The discovery of Pömmelte and other Early Bronze Age ring structures in Germany over the past 20 years has presented archaeologists with a conundrum. Pömmelte’s concentric rings may have been made of tree trunks driven into the ground, but in terms of scale and design, the Pömmelte sanctuary and Stonehenge are nearly identical. “They share a family resemblance,” Pollard says.
But until very recently, there was little discussion of meaningful connections between Bronze Age Britain and Germany. For much of the twentieth century, archaeologists thought of Bell Beaker as a kind of package of ideas and technology that spread across the continent by word of mouth, not by people migrating. “Models of social change tended to focus on change being internal,” Pollard says. “There wasn’t much need to reflect on the possibility of wider connections.”
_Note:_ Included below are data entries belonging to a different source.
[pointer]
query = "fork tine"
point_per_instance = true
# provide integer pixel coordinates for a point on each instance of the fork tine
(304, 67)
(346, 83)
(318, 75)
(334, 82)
As a result, British archaeologists long viewed Stonehenge and the other rings and ritual structures nearby as a local phenomenon, a British invention that had few parallels in the rest of Europe. “In the U.K., we tend to think of the late Neolithic as something quite insular,” Pollard says. The discovery of Pömmelte and other European sites prompted archaeologists to take the idea of regional connections more seriously. But it wasn’t until geneticists at Harvard University analyzed the DNA preserved in hundreds of prehistoric British skeletons in 2018 that the picture came into sharp focus.
The DNA results confirmed that Bell Beaker wasn’t a matter of cultural change, but of mass migration. Studies had already shown that people migrated from the steppes of Ukraine and Russia to central Germany around 2800 B.C., replacing the Neolithic farmers who had lived there for millennia. Shortly before construction on the final phases of Stonehenge began, about 2500 B.C., DNA results show, this same group arrived in Britain from central Europe. Their genes match those of Bell Beaker people living in the area around Pömmelte during the same time period. “Thanks to genetics, we have good evidence of human movement,” Pollard says. “From 2500 B.C., we have people coming over from continental Europe and settling in Britain.”
That understanding, coupled with the artifacts uncovered at Pömmelte, offers a new explanation of the similarities between the two sites. Both, Knoll says, were the product of a single culture that spread across Europe around 2500 B.C. and shared material culture, technology, and perhaps language. And people from the two locations were probably in regular contact.
While Stonehenge is aligned with the summer solstice sunrise, the entrances to Pömmelte’s massive rings are oriented to sunrise on the days halfway between the solstices and the equinoxes. “We call it the German Stonehenge because the beginnings are the same—it’s got the same diameter, just a different orientation,” Knoll says. “They’re built by the same people.” In fact, Stonehenge, whose first phases are slightly older than Pömmelte’s, may even have been the blueprint for the German site’s wood rings. “It’s not coincidental,” says Knoll. “It’s coming from the same culture, the same view of the world.”